African bishops ready to boycott conference in row over gay clergy

London, England - The head of the Anglican Church in Nigeria says that his 120-plus bishops will boycott next year’s Lambeth Conference unless the US Church halts its liberal agenda.

In an interview with The Times published today, Dr Peter Akinola, Primate of Nigeria and Archbishop of Abuja, says that he has lost faith that the Episcopal Church of the United States, which precipitated a schism with the ordination of the gay bishop Gene Robinson in 2003, will ever listen to the conservative evangelical leaders of the Global South churches of Africa and Asia.

His nearly 130 bishops meet in September to decide whether to attend the conference, the ten-yearly meeting of the Anglican Communion’s 800 bishops. Other provinces in the Global South grouping are also expected to vote soon on whether to boycott Lambeth, in the first formal mark of schism in the Anglican Church.

The failure of Nigeria to attend Lambeth would be a severe blow to the Archbishop of Canterbury, Dr Rowan Williams, who has always said that unity was his priority in trying to resolve the battle between evangelicals and liberals over homosexuality. The Church of England General Synod, which meets this weekend, will debate the new “covenant” drawn up to try to reach worldwide agreement on a common doctrine.
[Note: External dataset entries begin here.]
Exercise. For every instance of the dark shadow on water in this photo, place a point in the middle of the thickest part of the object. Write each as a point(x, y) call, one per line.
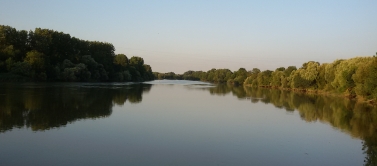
point(45, 106)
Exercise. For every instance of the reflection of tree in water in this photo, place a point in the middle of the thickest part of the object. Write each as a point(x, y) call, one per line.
point(357, 119)
point(223, 89)
point(45, 107)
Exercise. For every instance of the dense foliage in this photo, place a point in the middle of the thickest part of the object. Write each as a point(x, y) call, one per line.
point(353, 77)
point(47, 55)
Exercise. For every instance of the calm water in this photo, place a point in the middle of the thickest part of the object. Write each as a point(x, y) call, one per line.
point(180, 123)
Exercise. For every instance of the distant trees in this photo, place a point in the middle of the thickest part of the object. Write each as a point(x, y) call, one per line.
point(47, 55)
point(353, 77)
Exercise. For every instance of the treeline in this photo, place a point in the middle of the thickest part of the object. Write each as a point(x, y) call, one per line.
point(213, 75)
point(48, 55)
point(355, 77)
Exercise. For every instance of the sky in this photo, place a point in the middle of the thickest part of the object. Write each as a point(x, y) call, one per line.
point(177, 36)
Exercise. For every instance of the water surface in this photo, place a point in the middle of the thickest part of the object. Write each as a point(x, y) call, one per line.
point(180, 123)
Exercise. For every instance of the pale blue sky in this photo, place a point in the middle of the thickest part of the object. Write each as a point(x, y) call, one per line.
point(199, 35)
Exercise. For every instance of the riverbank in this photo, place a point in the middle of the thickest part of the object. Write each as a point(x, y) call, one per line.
point(356, 98)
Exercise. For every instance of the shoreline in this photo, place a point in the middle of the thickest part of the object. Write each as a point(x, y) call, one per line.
point(356, 98)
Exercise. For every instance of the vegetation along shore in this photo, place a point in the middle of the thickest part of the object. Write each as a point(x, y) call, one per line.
point(48, 55)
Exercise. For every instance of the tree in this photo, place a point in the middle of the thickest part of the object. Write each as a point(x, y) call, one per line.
point(121, 59)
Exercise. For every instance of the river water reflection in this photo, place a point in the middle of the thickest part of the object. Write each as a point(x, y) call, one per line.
point(180, 123)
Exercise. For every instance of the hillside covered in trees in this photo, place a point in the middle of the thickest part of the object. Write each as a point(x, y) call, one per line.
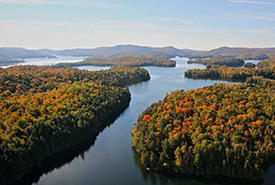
point(120, 61)
point(46, 110)
point(213, 131)
point(230, 62)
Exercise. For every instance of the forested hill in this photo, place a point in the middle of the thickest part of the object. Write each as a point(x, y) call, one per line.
point(144, 51)
point(213, 131)
point(121, 61)
point(45, 110)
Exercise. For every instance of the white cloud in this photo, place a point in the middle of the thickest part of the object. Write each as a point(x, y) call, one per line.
point(85, 3)
point(258, 32)
point(32, 2)
point(252, 2)
point(99, 32)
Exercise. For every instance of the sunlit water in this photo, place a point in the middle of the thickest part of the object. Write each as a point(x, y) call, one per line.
point(111, 160)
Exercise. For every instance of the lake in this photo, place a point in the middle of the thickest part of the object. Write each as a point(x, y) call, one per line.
point(110, 159)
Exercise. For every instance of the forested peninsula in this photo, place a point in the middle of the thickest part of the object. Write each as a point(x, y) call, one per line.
point(46, 110)
point(130, 61)
point(220, 130)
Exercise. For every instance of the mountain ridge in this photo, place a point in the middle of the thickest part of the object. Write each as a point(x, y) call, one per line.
point(135, 50)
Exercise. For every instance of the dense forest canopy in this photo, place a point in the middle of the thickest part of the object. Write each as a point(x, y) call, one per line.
point(45, 110)
point(231, 62)
point(266, 63)
point(249, 65)
point(213, 131)
point(121, 61)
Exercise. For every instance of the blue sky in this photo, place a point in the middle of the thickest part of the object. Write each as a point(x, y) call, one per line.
point(193, 24)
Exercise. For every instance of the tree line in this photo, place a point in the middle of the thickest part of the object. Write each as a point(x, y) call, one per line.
point(220, 130)
point(130, 61)
point(45, 110)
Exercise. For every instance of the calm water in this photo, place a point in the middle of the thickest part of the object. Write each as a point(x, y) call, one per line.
point(110, 160)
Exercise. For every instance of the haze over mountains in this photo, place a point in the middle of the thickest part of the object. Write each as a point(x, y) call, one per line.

Dr Akinola, who heads the fastest-growing Church in the Anglican Communion, with nearly 20 million practising Anglicans, said that the American Church had failed to act on repeated pleadings from the Church’s 38 primates to halt their agenda. “All we are saying is, do not celebrate what the Bible says is wrong.”

He added: “The Church in the West cannot pull us by the nose. If you are going to interpret the Bible in your own way, good luck to you. But without us.”

For Nigeria to attend Lambeth, the Archbishop of Canterbury would also have to invite the English-born bishop Martyn Minns, consecrated by Dr Akinola to serve as a missionary bishop to conservatives in the US. Sources in London told The Times that Bishop Minns would not be invited, even as a guest. In contrast, the same sources said that Bishop Robinson was to be invited in a nonvoting capacity. He will be able to speak at meetings at the conference.

Dr Akinola, whose Church has already declared itself to be in broken communion with the US, said: “The condition for having communion together is for [the Episcopal Church of the United States] to return to where we were by giving up its agenda. The problem is [the US Church’s] and the Western Church’s way of seeing and handling Scripture. Gene Robinson is just a symptom. I kept on saying, you do not have to go through Canterbury to get to Christ.”

He insisted, however, that leading a breakaway church was not his ambition. “That has never been on my mind. This is something the media are making.”

He added: “We have not broken the law. It is your churches. You are the ones doing what we said should not be done, with impunity. We are saying you cannot sweep it under the carpet . . . not any more.”

The Archbishop’s stance has been condemned by lesbian and gay activists, who say that he is putting their lives at risk. Davis MacIyalla, director of the Anglican gay lobby group Changing Attitude Nigeria, said: “Archbishop Akinola is exposing gays and lesbians in Nigeria to danger.” Speaking toThe Advocate, a journal of the gay movement, he said: “He’s constantly saying that homosexuality is evil, thereby making some people take the law into their hands.”

But Dr Akinola said that the demand from the West that his Church liberalise was a reimposition of imperialism. “For God’s sake let us be. When America invades Afghanistan it is in the name of world peace. When Nigeria moves to Biafra it is an invasion. When England takes the Gospel to another country, it is mission. When Nigeria takes it to America it is an intrusion. All this imperialistic mentality, it is not fair,” he said.